El inspector se quedó un rato en silencio. Hablar con una persona ajena al servicio, por muy amigo que fuera, tenía su riesgo. Pero en las circunstancias en las que estaban, varios ojos veían más que dos.

—Estoy tras una pista. Es posible que pronto tengamos la identificación de la mujer. Puede corresponder a una modelo de lencería. Se vino a España detrás de un novio. No se conoce la identidad del sujeto. Un tío de pelas, por lo visto. Tal vez un casao. La chica lo llevaba en secreto. Hace mucho que nadie, ni siquiera su familia, tiene noticias de ella. Sabemos que entró en España. Y no tenemos ni idea de dónde está ahora.

—¿Cómo habéis llegado a ella?

—No necesitas saber demasiados datos. Los polis somos hormiguitas constantes y trabajadoras.

—Menos flores, Corbelle, que te conozco. Dime algo. Creo que lo necesitamos.

—Por una pista que no permitimos que se filtrara. Y yo, además, tengo amigos hasta en el infierno. Uno es inspector en Buenos Aires. Nos conocimos hace tiempo en uno de esos cursos internacionales de formación. También es de origen gallego. Recurrí a él.

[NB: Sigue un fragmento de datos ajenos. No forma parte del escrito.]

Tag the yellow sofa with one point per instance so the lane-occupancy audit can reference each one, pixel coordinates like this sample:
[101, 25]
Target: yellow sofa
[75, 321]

El asesino cortó las etiquetas de la ropa, pero se le olvidó cortar las de la ropa interior. Pronto descubrimos que esas prendas las fabrican allí.

—Ya, algo es algo.

—Otra cosa, Bruno. ¿Seguro que Cristina no tiene por ahí algún pariente perdido?

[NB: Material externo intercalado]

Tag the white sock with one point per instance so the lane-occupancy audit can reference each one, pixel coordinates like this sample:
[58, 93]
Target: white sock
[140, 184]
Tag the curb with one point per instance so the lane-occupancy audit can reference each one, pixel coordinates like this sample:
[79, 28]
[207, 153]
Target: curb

—Ninguno. Es la última Olabide. No hay nadie más.

—Preguntad bien. Es importante que lo confirméis. Buscad. Papeles, cartas, algún documento. En esa casa antigua tiene que haber de todo. Por ahora el registro de huéspedes del hotel no aporta ningún dato sospechoso. Seguiremos con ellos. Puede que alguno haya estado fichado.

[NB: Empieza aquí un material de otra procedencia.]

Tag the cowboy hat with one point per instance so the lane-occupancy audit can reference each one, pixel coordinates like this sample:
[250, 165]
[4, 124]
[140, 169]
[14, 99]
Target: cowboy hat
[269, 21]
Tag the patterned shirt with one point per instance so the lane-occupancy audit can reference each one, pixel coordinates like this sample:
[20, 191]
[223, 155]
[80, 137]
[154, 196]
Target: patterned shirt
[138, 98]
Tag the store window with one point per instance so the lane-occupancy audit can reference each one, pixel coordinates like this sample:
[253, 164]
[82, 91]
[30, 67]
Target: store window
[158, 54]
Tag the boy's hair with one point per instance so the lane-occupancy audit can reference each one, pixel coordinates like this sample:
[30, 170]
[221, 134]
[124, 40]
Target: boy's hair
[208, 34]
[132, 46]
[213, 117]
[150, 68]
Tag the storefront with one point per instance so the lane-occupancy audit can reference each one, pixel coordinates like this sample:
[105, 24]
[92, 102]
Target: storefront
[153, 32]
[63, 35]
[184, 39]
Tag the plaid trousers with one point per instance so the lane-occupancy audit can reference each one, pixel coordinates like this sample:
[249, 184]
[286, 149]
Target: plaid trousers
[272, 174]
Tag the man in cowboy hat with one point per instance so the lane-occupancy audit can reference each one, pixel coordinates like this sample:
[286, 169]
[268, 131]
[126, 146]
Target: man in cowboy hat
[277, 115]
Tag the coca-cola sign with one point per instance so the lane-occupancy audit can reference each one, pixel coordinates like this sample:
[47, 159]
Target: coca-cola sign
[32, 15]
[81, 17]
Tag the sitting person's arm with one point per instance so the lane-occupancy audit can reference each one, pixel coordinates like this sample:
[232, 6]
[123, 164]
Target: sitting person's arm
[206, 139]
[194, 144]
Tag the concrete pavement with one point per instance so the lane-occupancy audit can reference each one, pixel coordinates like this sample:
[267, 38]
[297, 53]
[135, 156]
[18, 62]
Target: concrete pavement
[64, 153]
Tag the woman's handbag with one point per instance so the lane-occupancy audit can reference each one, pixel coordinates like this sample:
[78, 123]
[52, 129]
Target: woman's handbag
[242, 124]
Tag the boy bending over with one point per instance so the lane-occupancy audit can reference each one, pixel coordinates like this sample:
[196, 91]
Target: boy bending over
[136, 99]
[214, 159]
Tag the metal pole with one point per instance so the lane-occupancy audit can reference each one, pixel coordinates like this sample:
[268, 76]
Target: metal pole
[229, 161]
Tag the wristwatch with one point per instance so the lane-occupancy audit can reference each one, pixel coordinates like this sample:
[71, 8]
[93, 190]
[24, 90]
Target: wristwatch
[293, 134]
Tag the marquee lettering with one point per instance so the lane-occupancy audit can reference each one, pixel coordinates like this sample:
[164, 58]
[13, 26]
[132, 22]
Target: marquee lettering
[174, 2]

Bruno observó a su amada, más relajada entre sus brazos, contemplándole con el ceño arrugado.

—¿Un pariente? —Su voz apenas era audible.

Él asintió. Ella negó con la cabeza.

—Nadie, no hay nadie, solo yo.

Se despidió de su amigo con un «estaremos en contacto». No había más que decir.

Permanecieron sentados mucho tiempo. Comentando y haciendo conjeturas. Bruno, con su optimismo habitual, estaba satisfecho de la conversación con Corbelle. Era consciente de que el poli avanzaba en buena dirección. No sabía cómo, pero lo estaba consiguiendo. Se lo comentó a Cristina.

—Me temo que estamos como al principio.

—De eso nada. Ya hay un hilo del que tirar. Tengo grandes esperanzas puestas en él. Sospecho que el novio se la cargó. No lo veas todo negro, amor mío. Empieza a despuntar el sol por el este.

Ella bufó. Bruno, el eterno optimista que siempre veía soluciones. La angustia no la dejaba ni respirar.

—Ya… ¿y me puedes explicar dónde encajo yo en ese drama?

—Tiempo al tiempo. Sé que hay una relación.

Y mientras no se descubriese él iba a ser su guardián. La protegería con el mismo celo que el caballero custodio del Santo Grial.